The resources conglomerate is looking to buy mines in countries such as Indonesia and is securing financing for its Carmichael mine in Australia amid challenges from environmental groups concerned about climate change and potential damage to the Great Barrier Reef.

Adani’s coal mining volumes are expected to be 80 million tonnes by the end of March 2021, from 12.17 million tonnes at the end of fiscal year 2017, said Sudhir Kumar Agrawal, the techno-commercial head of Adani Ports And SEZ Ltd.
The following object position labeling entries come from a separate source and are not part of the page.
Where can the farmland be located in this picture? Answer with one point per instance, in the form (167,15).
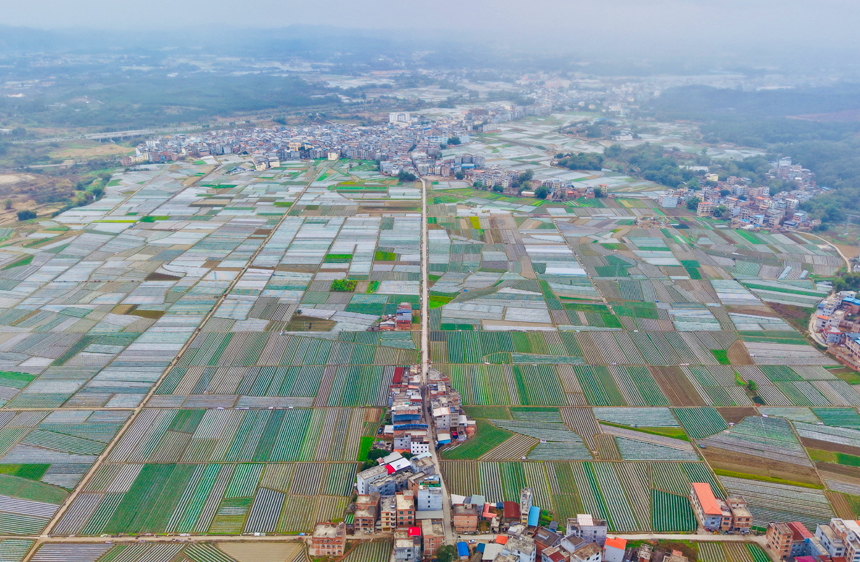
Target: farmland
(610,353)
(220,330)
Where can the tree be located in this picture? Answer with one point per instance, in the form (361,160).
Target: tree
(446,553)
(376,454)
The group’s coal handling volumes are expected to rise 57 percent to 127 million tonnes by the end of 2021, Agrawal said at the India coal conference in New Delhi.

The Adani Group, which handles about a third of India’s imported coal and is India’s largest coal trader, expects a “reasonable rise in imports” till fiscal year 2021 due to “rail transportation challenges”.

Coal imports would begin to stagnate from the beginning of fiscal year 2022 as a “significant portion of logistical challenges for domestic coal would have been addressed,” Agrawal said.

Thermal coal imports rose by more than 14 percent in the second quarter of 2018 from a year earlier, putting the energy-hungry nation on track for a rise in annual imports after two straight years of decline.

Higher consumption in China, along with rising Indian imports, has been a major driver behind the strong recovery seen in benchmark Australian coal prices this year.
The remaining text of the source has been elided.